Military, bands, cures, money
Although it emerged from self-defence against the Taliban attacks, MQM has quickly become the main force of Karachi and Mohajir speakers. It consists of 250 units distributed over 26 neighborhoods and governs the entire daily life of citizens, from education, bureaucracy, the health system, the economy... With cruel and ferocious violence, he emphasizes power, whose special teams leave the mutilated bodies in bags through the streets and sewers as a lesson for the temperate.
In 1991, MQM challenged the State of Pakistan by kidnapping and torturing an officer of the Army's secret services. The military fought for revenge for three years against all structures under the control of the MQM. Later, in addition to signing the peace, the military collaborated with the MQM, in the presidential era of Pervez Musharraf.
Elkarlana, in Karachi, means sharing power. These “hybrid sovereignties” show how the health system is shaped in everyday life, according to Laurent Gayer. Abbasi Shaheed Hospital has for years been the home of the MQM in the Nazimabad district. People have not only been cured, they have taken refuge from party leaders when they were in danger, but... It has also been used as a place of torture!
The rest of the teams try equally to have a hospital of their own. A citizen of one ethnicity or group cannot enter the hospital of others. On the contrary, in the clashes the wounded are persecuted even in hospitals. They are laws that are well known to citizens, and not to taxi drivers who have to bring sick or injured people.
This is one of the characteristics of organized disorder: the logic of confrontations is known previously by the citizens, given as announced. Gayer considers that there is a “hermeneutics of risk”. To what is an incomprehensible difficulty for the eyes of the foreigner, the natives know the internal mechanics.
Karachi’s confrontations and violence have a timetable, a geography and certain forms. When something happens that a group considers a provocation (police raid, accident, murder of a leader, aggression to a place of prayer...), the strong disturbances will last for three or four days in the concentric circles and at the end the police will personalise themselves pretending to put order. When a MQM leader was arrested this summer in London, in an hour millions of people rushed into their homes, taking children with them and anticipating reactions.

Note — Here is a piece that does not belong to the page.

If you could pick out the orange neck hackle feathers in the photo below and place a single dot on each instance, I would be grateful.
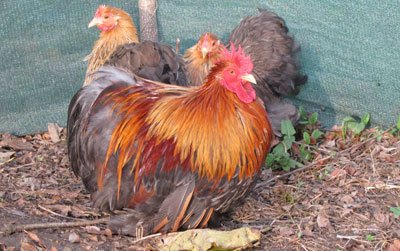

As the militias on either side blackmail the landowners, industrialists and traders, they have also adapted. What is more, the great employers have learned to negotiate and take advantage of these forces in these times of neoliberalism, especially the textile industry and pharmacy entrepreneurs who dominate in Karachi. These militias are seen as an aid to better control workers and to make the labour market more flexible in order to reduce costs. Here too the workers pay.
What about the state? It renounces the monopoly of violence and tries to get the part it believes belongs to it. “Complexe milicyano-industriel” is the joint complex that Gayer commands in Karachi. In the end, Gayer makes this dark divination: the humble people of Karachi, increasingly crushed by all sides, are left in their despair only one last saint: the radical Islamists.